What to Expect After Tongue Tie Release (Frenulotomy)

After tongue tie treatment some babies resolve instantly and spontaneously, we hear about these cases online and it can be easy to think that if this doesn’t happen, it hasn’t “worked”.

Suckling requires the use of lots of different muscles and tied babies have had to employ compensatory techniques to feed at the breast or bottle.  Indeed Dr  Ghaheri says:

“An example I often cite was inspired by Dr. Brian Palmer: If I ask you to train for a marathon for 3 months, but during that 3 month period, your shoes are tied together, you will develop a specific way of running the marathon. You might be able to eventually finish that marathon on race day in that fashion. But if I untie your shoes on the morning of race day and ask you to run that marathon in a normal fashion, your training for 3 months won’t help you much. You would have developed a different skill set and muscle strength to compensate.

Tongue-tied children practice sucking against resistance up to the moment their ties are released. Often, there is significant muscular discoordination and habit that doesn’t allow them to nurse efficiently. I don’t think it’s reasonable to expect a mom and child to nurse normally right after a procedure.”

It’s often unrealistic to expect an instant result from frenulotomy, any more than you would if someone separated webbed fingers. How many of us would expect to wake up the next morning and have completely full function and absolutely no soreness or stiffness? When my daughter had a cast removed from her dominant hand following healing of a slight fracture, for several weeks she didn’t use it properly and commented it felt weaker. She passed things to the other hand and we we were told this was to be expected.

After tongue tie treatment,  protruding the tongue may feel unusual.  An adult I spoke to said it felt like sensitive piece of jelly, and the sensation of it moving forward was extremely strange, almost like his tongue was going to fall out.  He commented parts of his mouth were hypersensitive when touched by his tongue which was an extreme “tickle” sensation.

Muscles may ache or feel stiff after a few feeds and there may be a little discomfort from the wound site – although pain wouldn’t appear to be the sole reason as some babies are also fussy post pain relief,  whilst others don’t express any obvious signs of discomfort.

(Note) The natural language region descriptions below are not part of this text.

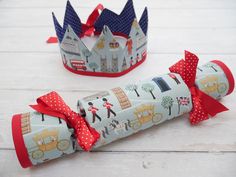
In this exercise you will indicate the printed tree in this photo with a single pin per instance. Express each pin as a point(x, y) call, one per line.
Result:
point(133, 87)
point(93, 66)
point(87, 54)
point(167, 103)
point(149, 88)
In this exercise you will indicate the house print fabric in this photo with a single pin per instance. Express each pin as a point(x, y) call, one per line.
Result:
point(55, 130)
point(109, 56)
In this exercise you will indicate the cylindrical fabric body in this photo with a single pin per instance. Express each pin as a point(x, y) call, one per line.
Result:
point(116, 113)
point(39, 138)
point(122, 111)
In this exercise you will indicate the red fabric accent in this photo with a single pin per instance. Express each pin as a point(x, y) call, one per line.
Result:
point(88, 28)
point(203, 104)
point(228, 74)
point(102, 74)
point(107, 105)
point(93, 109)
point(19, 143)
point(52, 104)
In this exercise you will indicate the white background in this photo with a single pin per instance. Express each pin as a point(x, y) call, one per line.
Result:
point(29, 68)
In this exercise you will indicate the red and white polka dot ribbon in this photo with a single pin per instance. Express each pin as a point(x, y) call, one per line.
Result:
point(52, 104)
point(203, 105)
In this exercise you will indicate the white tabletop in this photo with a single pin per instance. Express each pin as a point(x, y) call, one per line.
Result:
point(30, 67)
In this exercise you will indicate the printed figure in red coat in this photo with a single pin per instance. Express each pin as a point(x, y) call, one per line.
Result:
point(131, 61)
point(108, 106)
point(93, 110)
point(129, 45)
point(137, 58)
point(173, 76)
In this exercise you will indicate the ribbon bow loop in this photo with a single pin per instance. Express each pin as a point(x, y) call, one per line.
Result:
point(203, 104)
point(52, 104)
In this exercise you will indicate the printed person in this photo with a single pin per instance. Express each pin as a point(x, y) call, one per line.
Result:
point(108, 106)
point(93, 110)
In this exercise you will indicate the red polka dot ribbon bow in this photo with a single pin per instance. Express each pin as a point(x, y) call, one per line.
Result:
point(52, 104)
point(204, 106)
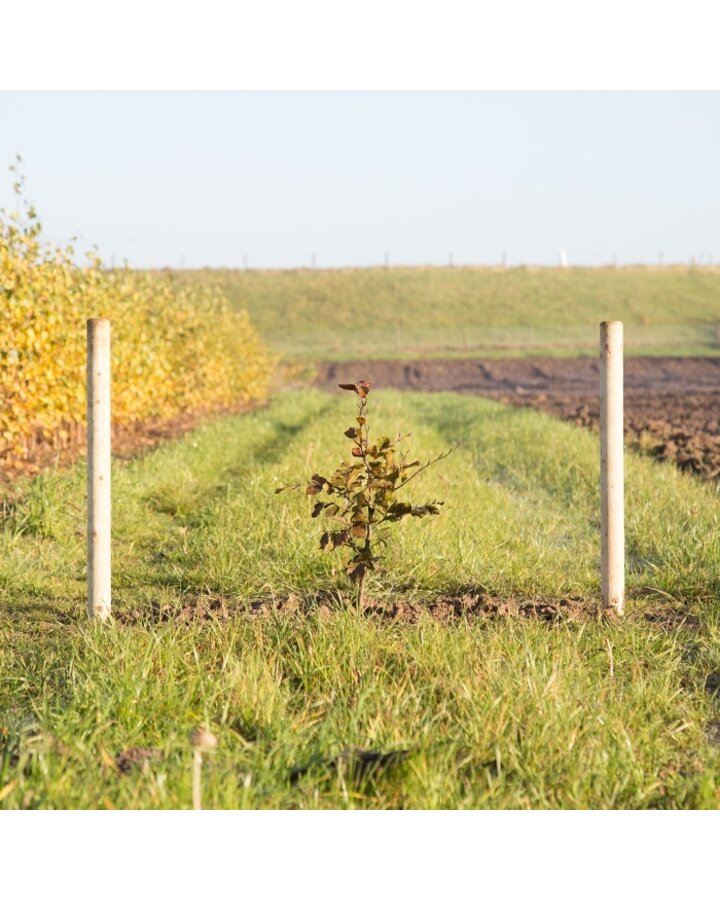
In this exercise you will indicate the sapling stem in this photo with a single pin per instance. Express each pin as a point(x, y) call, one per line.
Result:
point(360, 496)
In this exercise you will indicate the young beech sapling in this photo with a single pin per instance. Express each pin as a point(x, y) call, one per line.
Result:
point(358, 501)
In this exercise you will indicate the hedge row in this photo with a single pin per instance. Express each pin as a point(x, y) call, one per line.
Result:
point(173, 350)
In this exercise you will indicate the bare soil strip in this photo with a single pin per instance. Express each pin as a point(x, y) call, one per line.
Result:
point(128, 441)
point(672, 404)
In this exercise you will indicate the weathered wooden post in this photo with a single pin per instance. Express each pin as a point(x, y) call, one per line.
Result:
point(612, 500)
point(98, 474)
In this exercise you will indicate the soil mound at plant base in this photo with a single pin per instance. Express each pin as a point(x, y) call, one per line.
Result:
point(672, 404)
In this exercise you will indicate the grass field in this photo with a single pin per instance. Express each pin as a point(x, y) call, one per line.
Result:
point(407, 312)
point(494, 713)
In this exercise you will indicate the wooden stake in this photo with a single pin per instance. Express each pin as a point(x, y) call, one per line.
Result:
point(612, 523)
point(98, 419)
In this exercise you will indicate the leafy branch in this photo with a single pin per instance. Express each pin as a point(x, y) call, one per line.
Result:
point(358, 501)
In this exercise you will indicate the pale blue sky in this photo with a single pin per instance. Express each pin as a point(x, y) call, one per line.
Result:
point(208, 178)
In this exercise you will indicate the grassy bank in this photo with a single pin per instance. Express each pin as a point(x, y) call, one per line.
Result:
point(496, 713)
point(376, 313)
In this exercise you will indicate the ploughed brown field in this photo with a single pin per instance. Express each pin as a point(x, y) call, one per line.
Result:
point(672, 404)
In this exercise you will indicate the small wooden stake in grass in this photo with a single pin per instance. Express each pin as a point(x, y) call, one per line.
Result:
point(612, 524)
point(201, 740)
point(98, 429)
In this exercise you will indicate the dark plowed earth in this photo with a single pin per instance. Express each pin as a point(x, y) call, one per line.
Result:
point(672, 405)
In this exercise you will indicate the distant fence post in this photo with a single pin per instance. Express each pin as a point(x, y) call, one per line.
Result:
point(98, 467)
point(612, 514)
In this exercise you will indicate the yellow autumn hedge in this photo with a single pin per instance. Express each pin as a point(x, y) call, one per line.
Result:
point(173, 350)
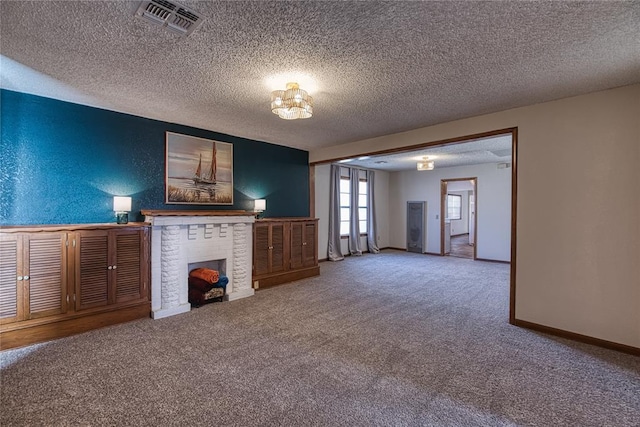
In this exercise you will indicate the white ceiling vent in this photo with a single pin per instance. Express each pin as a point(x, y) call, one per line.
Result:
point(172, 15)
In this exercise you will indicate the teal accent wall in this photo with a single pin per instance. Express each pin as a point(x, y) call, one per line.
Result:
point(62, 163)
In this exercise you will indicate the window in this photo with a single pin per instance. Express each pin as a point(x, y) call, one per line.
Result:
point(362, 205)
point(345, 202)
point(345, 206)
point(454, 206)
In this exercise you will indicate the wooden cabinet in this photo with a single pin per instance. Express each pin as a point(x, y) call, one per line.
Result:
point(269, 248)
point(60, 280)
point(284, 249)
point(33, 279)
point(110, 268)
point(304, 246)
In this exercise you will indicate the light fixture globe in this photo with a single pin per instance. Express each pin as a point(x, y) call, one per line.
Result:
point(292, 103)
point(425, 164)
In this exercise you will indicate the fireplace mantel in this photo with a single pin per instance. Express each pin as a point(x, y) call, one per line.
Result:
point(160, 212)
point(181, 237)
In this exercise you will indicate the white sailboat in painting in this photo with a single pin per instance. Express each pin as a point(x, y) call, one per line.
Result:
point(209, 177)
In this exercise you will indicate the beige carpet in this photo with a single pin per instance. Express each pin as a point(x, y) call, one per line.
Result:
point(395, 339)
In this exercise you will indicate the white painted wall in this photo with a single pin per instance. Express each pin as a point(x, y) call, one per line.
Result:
point(493, 206)
point(381, 195)
point(578, 234)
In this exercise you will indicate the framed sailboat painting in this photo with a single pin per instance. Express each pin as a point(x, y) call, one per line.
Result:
point(198, 171)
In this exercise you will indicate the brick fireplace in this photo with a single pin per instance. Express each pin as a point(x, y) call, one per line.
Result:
point(180, 238)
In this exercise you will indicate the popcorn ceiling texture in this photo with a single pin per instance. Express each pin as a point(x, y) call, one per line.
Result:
point(378, 67)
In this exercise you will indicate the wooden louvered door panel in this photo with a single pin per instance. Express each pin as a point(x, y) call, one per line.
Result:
point(11, 289)
point(92, 269)
point(129, 284)
point(261, 249)
point(277, 252)
point(297, 242)
point(310, 246)
point(47, 274)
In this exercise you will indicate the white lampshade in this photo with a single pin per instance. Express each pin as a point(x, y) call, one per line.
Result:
point(121, 204)
point(260, 205)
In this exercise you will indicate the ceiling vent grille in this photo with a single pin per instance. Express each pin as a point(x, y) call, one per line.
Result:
point(171, 15)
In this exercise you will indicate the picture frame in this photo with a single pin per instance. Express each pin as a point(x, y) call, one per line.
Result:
point(198, 171)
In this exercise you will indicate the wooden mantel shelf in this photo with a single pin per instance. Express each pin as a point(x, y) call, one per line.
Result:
point(156, 212)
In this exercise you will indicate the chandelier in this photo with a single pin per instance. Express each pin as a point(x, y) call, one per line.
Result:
point(425, 164)
point(292, 103)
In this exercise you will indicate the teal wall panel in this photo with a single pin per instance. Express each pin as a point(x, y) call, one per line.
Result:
point(62, 163)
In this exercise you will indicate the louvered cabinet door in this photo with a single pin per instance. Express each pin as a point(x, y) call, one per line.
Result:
point(310, 245)
point(129, 266)
point(261, 249)
point(92, 269)
point(297, 245)
point(45, 278)
point(11, 283)
point(277, 259)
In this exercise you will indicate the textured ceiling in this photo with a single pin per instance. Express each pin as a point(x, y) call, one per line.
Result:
point(495, 149)
point(373, 68)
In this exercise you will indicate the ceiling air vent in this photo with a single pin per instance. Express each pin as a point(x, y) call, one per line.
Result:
point(172, 15)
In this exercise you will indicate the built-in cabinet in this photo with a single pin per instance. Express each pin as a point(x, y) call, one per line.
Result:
point(60, 280)
point(284, 250)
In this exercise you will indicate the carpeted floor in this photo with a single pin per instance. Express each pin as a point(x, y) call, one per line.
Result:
point(395, 339)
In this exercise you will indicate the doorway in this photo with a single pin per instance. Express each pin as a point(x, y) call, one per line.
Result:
point(458, 217)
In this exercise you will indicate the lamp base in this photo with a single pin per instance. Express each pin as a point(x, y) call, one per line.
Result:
point(122, 217)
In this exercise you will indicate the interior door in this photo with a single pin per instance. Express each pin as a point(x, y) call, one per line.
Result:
point(472, 218)
point(415, 226)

Some babies don’t seem phased and enjoy the easier transfer of milk, one baby this weekend was smiling within seconds as he drank! Polishing off a bottle in 10 mins than nearly took him an hour. Others look visibly confused or startled, some move backwards and forwards checking out what happens with a deep versus shallow latch, and some seem to become frustrated when hungry, tired and things just don’t work how they did.

They may suddenly be able to pull much bigger volumes of milk which some swallow easily whilst others used to bunching up the back of the tongue may cough and splutter and look horrified at. Babies are individuals and just like 10 will respond differently entering a bright chaotic play place (some running with abandon embracing the chaos, whilst some run backwards embracing their caregiver!), some will barely flinch during a heel prick test whilst others cry long and hard – there are no rules.

This is why it can be helpful to work with an IBCLC or suchlike who can help provide ongoing support over the coming weeks – keep in touch to ensure things are moving in the right direction. Lactation involves two people and two bodies, we can’t just bring it down to removing frena.